Chapter 12 #3

What? Why? Why isn’t he back inside with his beautiful woman?

“How could you possibly know we are going in the same direction? You’ve got no idea where I live.”

He shrugs as if that is answer enough.

Exasperated, I silently push forward in the direction of my bed.

Low streetlights guide the way, and if that wasn’t enough light, some of the buildings around us have people still awake in their units.

If I squint, I can make out silhouettes of people going on about their nights.

Cooking, watching television, dancing. There are stretches where it’s only the two of us, and then other stretches where lubricated, giggling bodies merge in and out of their path.
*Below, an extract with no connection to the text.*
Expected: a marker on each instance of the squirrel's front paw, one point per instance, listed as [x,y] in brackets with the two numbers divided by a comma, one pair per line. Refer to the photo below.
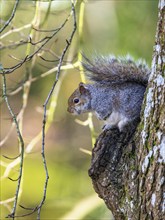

I’m still annoyed. We walk for a while. No one speaks.

Then he does.

“Are you going to do it?”

“Do what? ”

“Call that number. The stranger, the man at the bar wants you to date.”

We approach a stairway with some uneven steps. He offers his hand, but I ignore it and hop down on my own, accepting the sting in my ankles when my shoes land on concrete. “He’s not a complete stranger. I got details.”

“Like what?”

“He’s a dentist.”

“Excellent. He knows his way around a drill and sleeping gas.”

“Hey!” I attempt a sideway jab he easily avoids. “Don’t put murderery thoughts in my head! I don’t want to be weird on the date.”

“I see. So you are going on it. The date.”

“Yes. Maybe. I don’t—it’s not any of your business!”

This conversation is peak pointless and irritating.

What’s his preoccupation with how I spend my time?

God forbid, a small amount of it is not monopolized by making him cakes or smoothies or whatever other meal prep is scheduled.

It’s not like I’m restraining his movements or wondering what he’s up to when we aren’t together.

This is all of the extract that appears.